The Office of Inspector General of the United States Department of Transportation (DOT-OIG) is the internal oversight office for the United States Department of Transportation. It is charged with monitoring and auditing department programs to combat waste, fraud, and abuse.

The OIG carries out its mission by issuing audit reports, evaluations, and management advisories with findings and recommendations to improve program delivery and performance. In fiscal year 2006, OIG issued 76 audit reports, which identified more than $893 million in financial recommendations.

== History of Inspectors General ==

| Inspector General | Date started |
|---|---|
| Mitch Behm (Acting) | January 24, 2025 |
| Eric J. Soskin | January 11, 2021 |
| Howard R. Elliott (Acting) | May 15, 2020 |
| Mitch Behm (Acting) | February 1, 2020 |
| Calvin L. Scovel III | October 27, 2006 |
| Todd J. Zinser (Acting) | February 11, 2006 |
| Kenneth M. Mead | May 29, 1997 |
| Joyce Fleischman (Acting) | August 12, 1996 |
| Mario A. Lauro, Jr. (Deputy) | July 8, 1996 |
| Mary Schiavo | October 31, 1990 |
| Raymond J. DeCarli (Acting) | January 1, 1990 |
| John W. Melchner | October 12, 1986 |
| Joseph J. Genovese (Acting) | January 1, 1986 |
| Joseph P. Welsch | July 18, 1981 |
| Joseph J. Genovese (Acting) | January 22, 1981 |
| Frank S. Sato | May 10, 1979 |

== Audit ==
The Office of Auditing and Evaluation supervises and conducts independent and objective audits and other reviews of DOT programs and activities to ensure they operate economically, efficiently, and effectively.

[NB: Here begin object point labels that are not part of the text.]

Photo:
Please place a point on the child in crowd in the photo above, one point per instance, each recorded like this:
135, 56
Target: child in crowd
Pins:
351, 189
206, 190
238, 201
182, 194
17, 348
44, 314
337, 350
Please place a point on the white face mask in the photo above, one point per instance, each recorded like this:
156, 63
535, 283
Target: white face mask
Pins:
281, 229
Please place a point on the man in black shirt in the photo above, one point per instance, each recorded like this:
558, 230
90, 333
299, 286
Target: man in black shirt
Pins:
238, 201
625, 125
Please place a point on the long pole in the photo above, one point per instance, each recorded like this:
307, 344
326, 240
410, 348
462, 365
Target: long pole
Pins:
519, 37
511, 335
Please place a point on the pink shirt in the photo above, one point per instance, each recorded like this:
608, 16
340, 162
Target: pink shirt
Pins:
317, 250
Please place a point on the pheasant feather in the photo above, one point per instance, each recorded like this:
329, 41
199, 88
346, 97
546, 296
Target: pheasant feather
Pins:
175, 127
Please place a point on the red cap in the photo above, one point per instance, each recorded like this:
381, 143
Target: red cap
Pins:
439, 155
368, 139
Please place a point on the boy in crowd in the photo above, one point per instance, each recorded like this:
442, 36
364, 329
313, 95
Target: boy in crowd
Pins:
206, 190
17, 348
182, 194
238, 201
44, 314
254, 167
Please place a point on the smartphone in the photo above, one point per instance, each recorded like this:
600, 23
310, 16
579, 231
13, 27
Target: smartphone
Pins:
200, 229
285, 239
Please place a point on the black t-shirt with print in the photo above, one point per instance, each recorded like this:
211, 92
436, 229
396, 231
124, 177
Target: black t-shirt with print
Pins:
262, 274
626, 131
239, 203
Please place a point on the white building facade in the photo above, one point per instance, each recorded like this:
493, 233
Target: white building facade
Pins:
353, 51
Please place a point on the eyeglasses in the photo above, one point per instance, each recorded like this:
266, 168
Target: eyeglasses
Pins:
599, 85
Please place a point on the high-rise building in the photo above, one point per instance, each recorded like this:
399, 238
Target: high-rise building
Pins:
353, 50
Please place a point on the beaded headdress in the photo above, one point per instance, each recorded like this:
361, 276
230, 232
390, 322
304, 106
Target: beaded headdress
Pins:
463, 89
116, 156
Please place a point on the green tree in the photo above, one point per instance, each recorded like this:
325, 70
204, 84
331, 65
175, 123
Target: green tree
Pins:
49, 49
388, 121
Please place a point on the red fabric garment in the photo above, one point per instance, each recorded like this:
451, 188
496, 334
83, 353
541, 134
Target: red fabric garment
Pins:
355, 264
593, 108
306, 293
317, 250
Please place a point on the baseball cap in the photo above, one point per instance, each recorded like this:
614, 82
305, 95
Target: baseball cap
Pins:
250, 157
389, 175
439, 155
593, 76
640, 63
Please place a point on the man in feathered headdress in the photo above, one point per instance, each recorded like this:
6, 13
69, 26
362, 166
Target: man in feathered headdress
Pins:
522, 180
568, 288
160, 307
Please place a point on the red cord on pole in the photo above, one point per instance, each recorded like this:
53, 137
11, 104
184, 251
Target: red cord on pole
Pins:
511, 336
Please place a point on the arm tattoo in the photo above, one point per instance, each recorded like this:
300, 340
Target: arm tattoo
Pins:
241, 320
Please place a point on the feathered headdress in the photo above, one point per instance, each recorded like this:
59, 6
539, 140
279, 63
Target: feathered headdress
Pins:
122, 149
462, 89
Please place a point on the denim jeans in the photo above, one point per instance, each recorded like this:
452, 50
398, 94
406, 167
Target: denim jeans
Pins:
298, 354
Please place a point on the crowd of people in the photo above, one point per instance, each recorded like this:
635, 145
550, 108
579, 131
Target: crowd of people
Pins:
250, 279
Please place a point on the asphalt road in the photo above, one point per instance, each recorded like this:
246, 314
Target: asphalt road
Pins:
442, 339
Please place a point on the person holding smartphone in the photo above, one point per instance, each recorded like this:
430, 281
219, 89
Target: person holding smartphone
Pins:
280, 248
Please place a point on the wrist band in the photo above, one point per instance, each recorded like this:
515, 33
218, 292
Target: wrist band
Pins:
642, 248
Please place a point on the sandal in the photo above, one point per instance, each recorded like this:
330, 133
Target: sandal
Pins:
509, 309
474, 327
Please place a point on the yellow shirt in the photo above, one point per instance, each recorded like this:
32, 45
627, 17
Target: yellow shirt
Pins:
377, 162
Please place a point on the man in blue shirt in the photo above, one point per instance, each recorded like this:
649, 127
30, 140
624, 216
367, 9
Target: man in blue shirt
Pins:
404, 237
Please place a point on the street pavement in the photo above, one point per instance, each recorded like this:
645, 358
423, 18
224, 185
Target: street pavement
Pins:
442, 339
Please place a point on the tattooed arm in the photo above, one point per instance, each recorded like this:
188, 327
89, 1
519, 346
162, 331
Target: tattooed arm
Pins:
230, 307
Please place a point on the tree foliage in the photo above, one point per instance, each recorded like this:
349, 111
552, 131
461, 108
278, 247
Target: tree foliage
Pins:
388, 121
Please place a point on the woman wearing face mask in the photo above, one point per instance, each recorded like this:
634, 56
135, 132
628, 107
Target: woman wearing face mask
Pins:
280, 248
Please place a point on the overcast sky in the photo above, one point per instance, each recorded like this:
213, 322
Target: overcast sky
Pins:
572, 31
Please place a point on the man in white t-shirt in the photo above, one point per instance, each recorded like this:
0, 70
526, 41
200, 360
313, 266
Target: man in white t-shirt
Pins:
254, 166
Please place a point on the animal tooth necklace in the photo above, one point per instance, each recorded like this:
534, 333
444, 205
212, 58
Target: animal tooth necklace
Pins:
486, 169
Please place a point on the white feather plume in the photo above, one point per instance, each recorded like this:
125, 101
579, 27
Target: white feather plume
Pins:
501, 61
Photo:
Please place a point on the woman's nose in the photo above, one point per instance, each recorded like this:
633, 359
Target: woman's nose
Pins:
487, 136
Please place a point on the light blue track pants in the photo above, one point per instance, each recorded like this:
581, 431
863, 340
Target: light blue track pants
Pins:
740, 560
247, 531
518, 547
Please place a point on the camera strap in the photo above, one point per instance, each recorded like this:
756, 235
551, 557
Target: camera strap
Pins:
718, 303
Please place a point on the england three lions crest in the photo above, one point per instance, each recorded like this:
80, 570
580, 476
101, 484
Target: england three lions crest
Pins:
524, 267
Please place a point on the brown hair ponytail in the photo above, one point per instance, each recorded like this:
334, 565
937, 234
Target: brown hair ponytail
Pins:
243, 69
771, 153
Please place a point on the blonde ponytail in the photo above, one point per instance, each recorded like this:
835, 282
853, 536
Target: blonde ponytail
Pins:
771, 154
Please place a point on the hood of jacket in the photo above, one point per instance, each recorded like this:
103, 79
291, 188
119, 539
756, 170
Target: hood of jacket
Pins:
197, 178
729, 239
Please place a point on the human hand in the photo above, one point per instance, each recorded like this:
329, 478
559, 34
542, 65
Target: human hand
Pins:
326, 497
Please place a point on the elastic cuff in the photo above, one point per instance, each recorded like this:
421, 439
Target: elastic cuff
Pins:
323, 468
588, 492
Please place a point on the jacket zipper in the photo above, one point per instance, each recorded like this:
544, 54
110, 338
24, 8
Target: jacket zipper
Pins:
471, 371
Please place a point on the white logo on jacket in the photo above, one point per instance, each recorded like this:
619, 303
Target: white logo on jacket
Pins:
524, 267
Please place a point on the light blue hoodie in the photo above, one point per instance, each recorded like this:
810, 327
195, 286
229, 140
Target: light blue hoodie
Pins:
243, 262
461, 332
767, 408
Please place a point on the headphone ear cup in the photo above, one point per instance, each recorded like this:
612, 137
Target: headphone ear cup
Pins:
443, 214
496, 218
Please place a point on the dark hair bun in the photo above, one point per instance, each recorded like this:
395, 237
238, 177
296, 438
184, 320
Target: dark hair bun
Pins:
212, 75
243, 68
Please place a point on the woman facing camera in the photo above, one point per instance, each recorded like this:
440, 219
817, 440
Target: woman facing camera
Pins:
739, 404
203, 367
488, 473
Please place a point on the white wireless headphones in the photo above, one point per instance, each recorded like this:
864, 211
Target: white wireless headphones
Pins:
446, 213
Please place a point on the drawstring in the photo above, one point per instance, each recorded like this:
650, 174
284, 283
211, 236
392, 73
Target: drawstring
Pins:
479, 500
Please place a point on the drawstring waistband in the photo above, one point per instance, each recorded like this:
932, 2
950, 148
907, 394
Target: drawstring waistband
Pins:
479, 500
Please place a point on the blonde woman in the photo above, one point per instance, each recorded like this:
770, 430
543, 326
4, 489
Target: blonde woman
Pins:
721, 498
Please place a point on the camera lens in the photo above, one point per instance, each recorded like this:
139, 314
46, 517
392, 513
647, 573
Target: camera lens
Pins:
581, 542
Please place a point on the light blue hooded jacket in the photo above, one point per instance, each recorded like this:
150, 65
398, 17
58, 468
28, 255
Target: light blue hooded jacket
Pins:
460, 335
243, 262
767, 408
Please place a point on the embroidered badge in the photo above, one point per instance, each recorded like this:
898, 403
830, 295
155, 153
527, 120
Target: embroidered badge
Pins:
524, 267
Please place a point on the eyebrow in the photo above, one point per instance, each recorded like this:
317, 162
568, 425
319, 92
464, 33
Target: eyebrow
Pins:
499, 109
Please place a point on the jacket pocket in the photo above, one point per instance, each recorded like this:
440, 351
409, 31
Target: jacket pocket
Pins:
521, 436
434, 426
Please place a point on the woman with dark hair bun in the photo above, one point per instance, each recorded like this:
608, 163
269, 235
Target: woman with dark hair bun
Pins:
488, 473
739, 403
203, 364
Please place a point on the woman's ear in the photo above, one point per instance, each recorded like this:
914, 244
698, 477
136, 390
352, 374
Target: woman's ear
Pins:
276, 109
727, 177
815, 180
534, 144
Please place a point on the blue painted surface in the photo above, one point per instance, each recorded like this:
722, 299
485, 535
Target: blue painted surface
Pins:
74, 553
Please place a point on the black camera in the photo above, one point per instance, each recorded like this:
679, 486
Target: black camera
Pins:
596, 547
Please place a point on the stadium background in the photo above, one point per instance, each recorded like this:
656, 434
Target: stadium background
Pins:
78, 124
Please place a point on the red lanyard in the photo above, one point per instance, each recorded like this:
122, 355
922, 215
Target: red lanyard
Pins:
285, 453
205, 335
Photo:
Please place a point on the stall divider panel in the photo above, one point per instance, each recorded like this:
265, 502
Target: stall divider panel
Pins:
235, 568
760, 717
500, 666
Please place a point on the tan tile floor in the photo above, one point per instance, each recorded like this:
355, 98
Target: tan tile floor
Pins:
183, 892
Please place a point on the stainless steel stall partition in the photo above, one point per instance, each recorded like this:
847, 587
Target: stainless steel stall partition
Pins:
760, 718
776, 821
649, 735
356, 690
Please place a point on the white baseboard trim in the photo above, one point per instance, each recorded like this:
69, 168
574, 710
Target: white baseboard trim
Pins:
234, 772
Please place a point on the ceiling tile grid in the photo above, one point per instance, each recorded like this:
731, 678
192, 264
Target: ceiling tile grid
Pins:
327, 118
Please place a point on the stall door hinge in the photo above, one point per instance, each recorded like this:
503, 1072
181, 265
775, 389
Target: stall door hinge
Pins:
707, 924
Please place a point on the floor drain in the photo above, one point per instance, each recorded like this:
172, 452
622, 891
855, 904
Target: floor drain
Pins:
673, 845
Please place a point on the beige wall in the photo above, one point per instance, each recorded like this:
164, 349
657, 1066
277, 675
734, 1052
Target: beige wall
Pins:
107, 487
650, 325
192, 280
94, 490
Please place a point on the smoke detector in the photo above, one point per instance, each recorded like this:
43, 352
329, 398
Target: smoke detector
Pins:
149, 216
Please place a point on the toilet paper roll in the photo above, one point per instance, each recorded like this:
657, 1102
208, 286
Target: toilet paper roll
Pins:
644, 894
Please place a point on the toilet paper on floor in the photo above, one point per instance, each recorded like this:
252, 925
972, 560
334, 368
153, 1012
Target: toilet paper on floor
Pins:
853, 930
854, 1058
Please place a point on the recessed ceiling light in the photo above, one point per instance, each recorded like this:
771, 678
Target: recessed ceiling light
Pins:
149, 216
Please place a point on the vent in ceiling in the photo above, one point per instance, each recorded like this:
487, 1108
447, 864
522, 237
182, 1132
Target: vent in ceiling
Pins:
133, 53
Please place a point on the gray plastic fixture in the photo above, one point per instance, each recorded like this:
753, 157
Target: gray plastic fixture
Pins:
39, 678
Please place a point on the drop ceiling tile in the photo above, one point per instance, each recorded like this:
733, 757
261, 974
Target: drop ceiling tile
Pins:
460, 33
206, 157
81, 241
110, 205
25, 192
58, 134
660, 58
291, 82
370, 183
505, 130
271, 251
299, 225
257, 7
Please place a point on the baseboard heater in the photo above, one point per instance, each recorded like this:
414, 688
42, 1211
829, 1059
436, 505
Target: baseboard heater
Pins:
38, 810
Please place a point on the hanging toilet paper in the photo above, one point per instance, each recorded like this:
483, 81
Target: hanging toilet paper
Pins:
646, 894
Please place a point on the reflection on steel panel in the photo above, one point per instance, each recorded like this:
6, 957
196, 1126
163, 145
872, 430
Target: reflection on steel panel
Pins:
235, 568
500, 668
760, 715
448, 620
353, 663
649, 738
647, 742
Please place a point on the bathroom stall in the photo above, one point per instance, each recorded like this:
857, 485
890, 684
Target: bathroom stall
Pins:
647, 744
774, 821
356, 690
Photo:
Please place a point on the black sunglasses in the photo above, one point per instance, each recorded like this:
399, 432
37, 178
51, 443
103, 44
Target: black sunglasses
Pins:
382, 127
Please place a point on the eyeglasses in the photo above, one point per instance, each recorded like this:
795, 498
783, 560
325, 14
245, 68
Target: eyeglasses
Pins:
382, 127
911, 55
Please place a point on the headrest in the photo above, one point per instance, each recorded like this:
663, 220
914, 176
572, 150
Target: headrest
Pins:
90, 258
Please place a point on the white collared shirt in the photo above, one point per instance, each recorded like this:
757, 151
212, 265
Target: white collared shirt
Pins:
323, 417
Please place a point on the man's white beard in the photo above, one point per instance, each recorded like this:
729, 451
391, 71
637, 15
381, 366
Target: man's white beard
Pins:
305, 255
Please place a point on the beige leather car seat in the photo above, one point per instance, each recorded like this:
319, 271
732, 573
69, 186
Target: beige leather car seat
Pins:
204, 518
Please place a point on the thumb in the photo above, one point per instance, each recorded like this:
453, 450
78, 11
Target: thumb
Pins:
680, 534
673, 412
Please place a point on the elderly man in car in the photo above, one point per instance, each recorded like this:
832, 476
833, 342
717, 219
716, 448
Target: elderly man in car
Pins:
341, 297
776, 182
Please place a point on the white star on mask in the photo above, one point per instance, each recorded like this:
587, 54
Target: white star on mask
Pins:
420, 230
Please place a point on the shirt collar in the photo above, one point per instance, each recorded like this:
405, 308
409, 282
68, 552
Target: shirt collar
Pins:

This office is divided according to specific DOT program areas into four sub-offices: Aviation; Information Technology and Financial Management; Surface Transportation; and Acquisition and Procurement.

== Leadership ==
In 2006, President George W. Bush appointed U.S. Marine Corps Brigadier General Calvin L. Scovel III, to become the Transportation Department's Inspector General (I.G.) In January 2020, Scovel announced his retirement. In May 2020, President Donald Trump nominated Eric Soskin, a senior trial attorney in the Department of Justice for the last 14 years. He was from Indiana and was selected to replace Scovel. Soskin was confirmed by the Senate in December 2020. Soskin was sworn in as the Inspector General of the U.S. Department of Transportation on January 11, 2021. Trump fired Soskin on January 24, 2025.

== Office of Investigations ==
The Office of Investigations is composed of criminal and general investigators who are responsible for conducting criminal, civil, and administrative investigations of fraud and a variety of other allegations affecting DOT, its operating administrations, programs, and grantees (grant funds). The Office of Investigation's top priorities involve crimes with a public safety impact, procurement and grant fraud schemes that significantly impact DOT funds, consumer and workforce fraud, and employee integrity violations. The Office of Investigations also manages a Hotline Complaint Center and investigates whistleblower complaints, including those referred by the U.S. Office of Special Counsel.